Using the electronic medical record system of the Affiliated Hospital of Yanbian University, China, we collected information related to age, sex, ethnicity, and clinical indicators. Data based on imaging examinations of the patients with HCC and cirrhosis were also obtained.
Determination of serum AFP, sAXL, and DCP levels
Serum AFP levels were determined using a chemiluminescent immunoassay analyzer (UniCel DxI 800, Beckman Coulter, Brea, CA, USA) at the Department of Laboratory Medicine, Affiliated Hospital of Yanbian University, Yanji, China.
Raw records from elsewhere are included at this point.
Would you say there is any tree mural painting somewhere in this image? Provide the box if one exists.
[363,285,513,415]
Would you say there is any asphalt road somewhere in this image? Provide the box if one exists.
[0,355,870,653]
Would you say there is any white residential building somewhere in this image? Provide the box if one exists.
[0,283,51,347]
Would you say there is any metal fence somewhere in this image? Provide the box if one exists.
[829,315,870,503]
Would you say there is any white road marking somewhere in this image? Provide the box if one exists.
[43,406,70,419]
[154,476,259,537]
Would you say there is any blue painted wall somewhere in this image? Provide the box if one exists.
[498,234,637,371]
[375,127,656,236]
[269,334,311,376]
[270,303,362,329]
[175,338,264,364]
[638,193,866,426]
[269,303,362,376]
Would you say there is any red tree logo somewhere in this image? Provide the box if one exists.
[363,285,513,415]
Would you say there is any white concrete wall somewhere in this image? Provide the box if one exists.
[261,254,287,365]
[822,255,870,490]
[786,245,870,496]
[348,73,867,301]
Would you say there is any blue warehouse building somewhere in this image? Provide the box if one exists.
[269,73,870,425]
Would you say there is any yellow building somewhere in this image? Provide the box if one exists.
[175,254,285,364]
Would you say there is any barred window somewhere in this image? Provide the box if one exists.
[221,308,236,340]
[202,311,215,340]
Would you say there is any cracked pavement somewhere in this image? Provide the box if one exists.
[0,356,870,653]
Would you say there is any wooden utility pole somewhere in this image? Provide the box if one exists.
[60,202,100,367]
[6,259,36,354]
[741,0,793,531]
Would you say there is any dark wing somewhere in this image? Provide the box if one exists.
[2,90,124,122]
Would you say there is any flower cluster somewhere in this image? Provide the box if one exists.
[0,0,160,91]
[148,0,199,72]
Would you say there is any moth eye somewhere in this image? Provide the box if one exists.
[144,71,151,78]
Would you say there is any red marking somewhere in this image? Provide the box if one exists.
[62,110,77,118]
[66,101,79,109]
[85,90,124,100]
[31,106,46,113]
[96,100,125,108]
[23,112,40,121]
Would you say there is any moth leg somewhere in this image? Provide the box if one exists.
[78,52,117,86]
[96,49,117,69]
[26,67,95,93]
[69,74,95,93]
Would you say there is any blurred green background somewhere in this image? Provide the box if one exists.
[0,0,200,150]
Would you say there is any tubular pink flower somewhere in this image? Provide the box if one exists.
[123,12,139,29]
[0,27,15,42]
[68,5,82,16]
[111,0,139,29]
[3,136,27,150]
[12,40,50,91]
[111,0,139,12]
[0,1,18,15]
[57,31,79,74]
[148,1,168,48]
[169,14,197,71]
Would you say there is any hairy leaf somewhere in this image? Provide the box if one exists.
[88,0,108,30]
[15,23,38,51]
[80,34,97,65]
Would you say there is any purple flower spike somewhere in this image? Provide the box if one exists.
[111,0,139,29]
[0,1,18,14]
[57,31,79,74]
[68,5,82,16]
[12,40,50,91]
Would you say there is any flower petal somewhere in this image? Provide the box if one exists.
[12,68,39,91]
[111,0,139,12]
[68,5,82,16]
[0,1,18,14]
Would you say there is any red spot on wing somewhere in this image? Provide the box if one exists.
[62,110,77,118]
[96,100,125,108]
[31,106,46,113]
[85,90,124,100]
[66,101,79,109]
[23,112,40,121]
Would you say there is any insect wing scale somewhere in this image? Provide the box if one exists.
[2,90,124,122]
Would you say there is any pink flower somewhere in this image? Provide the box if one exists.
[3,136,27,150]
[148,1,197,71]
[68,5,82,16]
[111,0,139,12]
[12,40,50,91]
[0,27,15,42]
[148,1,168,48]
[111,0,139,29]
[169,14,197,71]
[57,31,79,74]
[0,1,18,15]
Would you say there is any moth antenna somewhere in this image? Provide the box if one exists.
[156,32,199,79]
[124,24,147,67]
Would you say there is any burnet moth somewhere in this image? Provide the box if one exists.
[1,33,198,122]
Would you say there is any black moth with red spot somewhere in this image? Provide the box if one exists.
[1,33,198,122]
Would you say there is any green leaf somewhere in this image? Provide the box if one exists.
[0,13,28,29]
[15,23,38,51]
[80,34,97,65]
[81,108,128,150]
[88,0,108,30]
Enzyme-linked immunosorbent assay (ELISA) kits (human AXL DuoSet ELISA, R&D Systems, Minneapolis, MN, USA; human abnormal prothrombin ELISA, Hotgen, Beijing, China) were used to detect sAXL and DCP levels.
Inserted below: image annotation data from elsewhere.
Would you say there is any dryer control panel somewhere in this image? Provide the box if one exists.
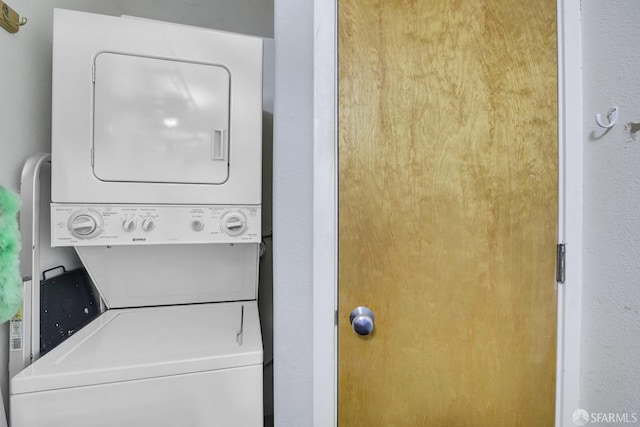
[51,203,262,246]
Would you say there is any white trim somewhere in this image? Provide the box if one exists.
[313,0,582,427]
[313,0,338,427]
[556,0,583,427]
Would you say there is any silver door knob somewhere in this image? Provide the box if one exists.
[349,307,375,336]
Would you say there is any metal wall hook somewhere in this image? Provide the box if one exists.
[596,105,618,129]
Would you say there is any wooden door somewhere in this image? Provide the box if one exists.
[338,0,557,427]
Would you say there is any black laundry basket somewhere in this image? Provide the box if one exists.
[40,266,100,356]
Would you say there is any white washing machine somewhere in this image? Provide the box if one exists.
[10,10,263,427]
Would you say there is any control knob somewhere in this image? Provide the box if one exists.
[221,212,247,236]
[142,216,156,231]
[122,218,138,232]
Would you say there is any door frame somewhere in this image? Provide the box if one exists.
[313,0,583,427]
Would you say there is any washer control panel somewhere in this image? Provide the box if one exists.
[51,203,262,246]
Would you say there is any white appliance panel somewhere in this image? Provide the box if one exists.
[11,301,263,396]
[93,52,230,184]
[51,9,263,205]
[11,365,264,427]
[76,243,259,308]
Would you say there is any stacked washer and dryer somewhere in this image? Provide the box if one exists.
[11,10,263,427]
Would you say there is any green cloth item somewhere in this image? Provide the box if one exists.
[0,186,22,323]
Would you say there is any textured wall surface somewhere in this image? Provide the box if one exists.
[273,0,313,427]
[580,0,640,412]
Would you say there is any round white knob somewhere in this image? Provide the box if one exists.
[222,212,247,236]
[122,218,138,232]
[67,209,102,239]
[142,216,156,231]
Calculation of APRI and GPR indices
APRI was calculated as APRI = 100 × [AST (IU/L)/AST upper limit of normal (ULN)]/[platelet count (PLT) (109/L)]. GPR was calculated as GPR = 100 × GGT (IU/L)/PLT (109/L)].
Statistical analysis
SPSS software version 26.0 (IBM Corp., Armonk, NY, USA) was used for the statistical analysis, and p<0.05 was considered statistically significant. For multiple comparisons, the Kruskal-Wallis test, which is a nonparametric test, was used, but for bilateral between-group variability analysis, the Mann–Whitney test, which is also a nonparametric test, was performed. Bivariate correlation analysis was used to explore the correlation between the various biomarkers, and binary logistic regression analysis was used to assess the variance of various biomarker combinations. To evaluate the diagnostic value of each biomarker, receiver operating characteristic (ROC) curves were used. The net reclassification improvement (NRI) value was determined using an “extreme smart analysis platform” for analysis and processing.
Results
Clinical characteristics of patients with HCC, LC, VH, and HC
In this study, we enrolled 475 participants. The baseline clinical characteristics are in Table 1 which shows there were no significant differences between the different groups in age and HBV and HCV infections (p>0.05). The numbers of men in the HCC, LC, VH, and HC groups were 120 (63.2%), 65 (50.8%), 37 (49.3%), and 29 (35.4%), respectively.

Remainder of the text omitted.